L’economia in tasca. Cento citazioni imperdibili

Il nuovo libro di Andrea Boitani, Università Cattolica di Milano, si propone di dare conto della varietà di temi e voci dell’economia in cento citazioni più o meno celebri

Di Clara Capelli

Il giro dell’economia in 100 citazioni. Da Adam Smith a Joseph Stiglitz, da Shakespeare a Luigi Einaudi, il libro di Andrea Boitani L’economia in tasca. Cento citazioni imperdibili (Edizioni Laterza) è un bel tentativo di rendere giustizia alla complessità delle tematiche e alla pluralità delle voci della disciplina peggio raccontata al mondo.

Boitani, docente presso l’Università Cattolica di Milano, è già autore di un ottimo libro di divulgazione, Sette Luoghi Comuni sull’Economia. In questo caso, invece, il professore decide di non spiegare, di non argomentare. Lascia che l’economia parli per sé attraverso cento estratti selezionati tra le opere di economisti che hanno fatto la storia della materia, economisti celebri che animano il dibattito contemporaneo, ma anche tra fonti “insospettabili”, come il Mercante di Venezia, il Deuteronomio e la Repubblica di Platone.

Si tratta di un’operazione indubbiamente complicata, fatta di scelte inevitabilmente dolorose e parziali. L’economia è stata chiamata nei secoli a interrogarsi su molti, moltissimi temi.

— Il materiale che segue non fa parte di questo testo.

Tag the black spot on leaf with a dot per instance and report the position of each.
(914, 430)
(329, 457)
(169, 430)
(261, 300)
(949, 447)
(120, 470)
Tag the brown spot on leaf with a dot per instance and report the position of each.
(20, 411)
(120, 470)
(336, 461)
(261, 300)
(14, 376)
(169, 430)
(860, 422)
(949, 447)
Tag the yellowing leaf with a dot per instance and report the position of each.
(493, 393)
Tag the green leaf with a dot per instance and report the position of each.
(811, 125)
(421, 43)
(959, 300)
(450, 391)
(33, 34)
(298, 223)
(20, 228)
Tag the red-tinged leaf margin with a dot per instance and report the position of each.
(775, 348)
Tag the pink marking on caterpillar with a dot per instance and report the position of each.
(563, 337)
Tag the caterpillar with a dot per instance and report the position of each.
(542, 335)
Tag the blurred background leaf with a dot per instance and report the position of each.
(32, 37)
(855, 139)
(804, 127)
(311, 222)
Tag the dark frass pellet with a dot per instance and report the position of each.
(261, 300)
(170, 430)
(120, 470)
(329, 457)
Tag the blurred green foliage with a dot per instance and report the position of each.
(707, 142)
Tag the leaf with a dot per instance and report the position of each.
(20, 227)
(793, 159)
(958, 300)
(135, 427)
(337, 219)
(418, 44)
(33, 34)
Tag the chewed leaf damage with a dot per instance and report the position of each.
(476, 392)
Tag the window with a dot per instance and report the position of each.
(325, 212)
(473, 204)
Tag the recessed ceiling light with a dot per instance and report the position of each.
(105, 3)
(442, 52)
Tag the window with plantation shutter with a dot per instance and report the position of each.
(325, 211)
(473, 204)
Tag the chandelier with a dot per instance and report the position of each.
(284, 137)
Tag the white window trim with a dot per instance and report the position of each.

C’è la disuguaglianza di cui tanto si parla ora. E come non menzionare la questione del debito pubblico che molto ha condizionato il dibattito. Pagine importanti sono state scritte sulla finanza, sul mercato, sul capitalismo, sulla moneta, etc. Pagine molto belle, ma anche frutto di diverse visioni del mondo e della disciplina, perché Karl Marx non è Milton Friedman, così come John Maynard Keynes non è Joseph Alois Schumpeter.

Boitani riesce molto bene nel restituire al lettore una selezione assai completa nelle tematiche e negli approcci teorici: non commenta, non motiva la scelta, non aggiunge, ma mostra come l’economia non sia solo finanza o arida contabilità, bensì una materia che parla dei problemi dell’individuo e della società, in uno stare insieme che va oltre la mera questione del benessere materiale.

Non è un caso, probabilmente, che le ultime due citazioni appartengano a Federico Caffè e John Maynard Keynes.

Il primo si esprime sul ruolo dell’intellettuale riformista, il secondo sul potere delle idee degli economisti, più forti degli interessi costituiti stessi che esse possono servire. Idee che una volta attecchite nella mente di funzionari e opinione pubblica rischiano di fare grandi danni.

Ripartire da una conoscenza plurale è forse l’unica strada che si può scegliere di percorrere per riprendersi una disciplina ormai troppo ripiegata sui tecnicismi matematici, spesso lontana dalle società che pretendono di studiare ma che si ostinano a non aderire ai perfetti modelli quantitativi prodotti.